En unas refacciones en el castillo fueron descubiertas por los trabajadores (los albañiles suelen encontrar más tesoros que los arqueólogos) y son más de 400 objetos de la época. Transcribo sólo algunas del listado que alberga la muestra: el cráneo de San Adalberto, una espina de la corona de Jesús, vestidos de la virgen, la espada de San Esteban, trozos de la cruz, el mantel de la última cena, un trozo de hueso de San Vital, un diente de Santa Margarita, el mentón de San Eóbano, una costilla (completa) de Santa Sofía, la vara de Moisés, un colmillo de elefante, costillas (varias) de ballena, el anillo de compromiso de San José, un coco, un colmillo de unicornio.

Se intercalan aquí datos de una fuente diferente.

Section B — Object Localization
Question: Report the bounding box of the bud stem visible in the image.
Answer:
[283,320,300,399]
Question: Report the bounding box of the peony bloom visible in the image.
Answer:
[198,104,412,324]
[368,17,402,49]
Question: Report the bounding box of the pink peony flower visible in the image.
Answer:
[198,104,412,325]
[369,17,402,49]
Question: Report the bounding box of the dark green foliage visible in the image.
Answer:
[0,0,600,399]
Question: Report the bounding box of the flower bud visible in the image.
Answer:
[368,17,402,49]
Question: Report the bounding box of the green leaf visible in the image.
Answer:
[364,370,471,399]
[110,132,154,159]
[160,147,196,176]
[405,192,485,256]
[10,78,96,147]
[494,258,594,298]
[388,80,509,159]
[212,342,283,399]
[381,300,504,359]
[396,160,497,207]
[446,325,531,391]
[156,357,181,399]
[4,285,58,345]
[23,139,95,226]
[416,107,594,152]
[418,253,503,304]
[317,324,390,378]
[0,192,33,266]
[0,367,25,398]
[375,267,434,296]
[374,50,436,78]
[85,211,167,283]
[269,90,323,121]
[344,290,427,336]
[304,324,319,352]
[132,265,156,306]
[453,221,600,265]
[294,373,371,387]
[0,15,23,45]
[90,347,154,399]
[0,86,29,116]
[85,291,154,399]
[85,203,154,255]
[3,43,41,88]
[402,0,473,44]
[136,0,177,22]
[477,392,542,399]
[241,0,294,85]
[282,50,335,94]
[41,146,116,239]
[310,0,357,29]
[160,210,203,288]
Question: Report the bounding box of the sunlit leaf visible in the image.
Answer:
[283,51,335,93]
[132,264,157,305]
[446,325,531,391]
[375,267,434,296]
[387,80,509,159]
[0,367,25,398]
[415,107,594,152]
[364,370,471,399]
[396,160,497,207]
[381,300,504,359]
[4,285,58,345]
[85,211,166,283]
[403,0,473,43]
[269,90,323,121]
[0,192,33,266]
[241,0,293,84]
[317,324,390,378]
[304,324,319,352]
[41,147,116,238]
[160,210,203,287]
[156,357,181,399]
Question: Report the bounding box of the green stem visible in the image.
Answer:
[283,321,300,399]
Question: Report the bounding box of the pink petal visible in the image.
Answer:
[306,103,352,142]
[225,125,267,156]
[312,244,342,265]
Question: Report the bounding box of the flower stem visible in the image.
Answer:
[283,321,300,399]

Ahora, después de la lectura y evaluación rápida de los tesoros de Carlos IV, vamos a imaginar que alguien, ante una inminente catástrofe, decide ocultar algunas famosas piezas contemporáneas. Quizá en un sótano, un convento, un garaje, en los fondos de un local de comida rápida o en el trastero de un bingo y, mil años después, las máquinas (ya no existirán los trabajos manuales) durante la demolición las descubren. Expongo la lista que, naturalmente, es de mi autoría y la he confeccionado con catálogos de subastas de pop art y nuevo realismo de las casas Christie’s y Sotheby’s de Nueva York: un retrato de Marilyn Monroe multiplicada, una mesa vertical con plato, cubiertos y un vaso pegados, una muñeca despanzurrada de cuyo vientre salen más cabezas de muñecas, una mesa de ping pong con pelotas de yeso, un retrete, una ducha con paisaje al óleo, una viñeta de Dick Tracy ampliada, una cruz cristiana hecha con latas de Coca Cola, una cajetilla de Gitanes, una pila eléctrica sobre un pedestal de mármol, repuestos de automóviles comprimidos, una silla eléctrica.
Y aquí nos detenemos porque ¿qué es lo que coleccionamos? ¿En qué momento los objetos empiezan a conquistarnos y formar parte de nuestras vidas? ¿Cómo determinamos el valor de lo que nos rodea y por qué lo atesoramos? Hay varias respuestas, pero vayamos primero a analizar una colección y, aunque podría citar varias por mi profesión (soy crítico y tasador de arte), he escogido una que es la que mejor conozco porque es la mía y no sabía que la tenía hasta que me mudé.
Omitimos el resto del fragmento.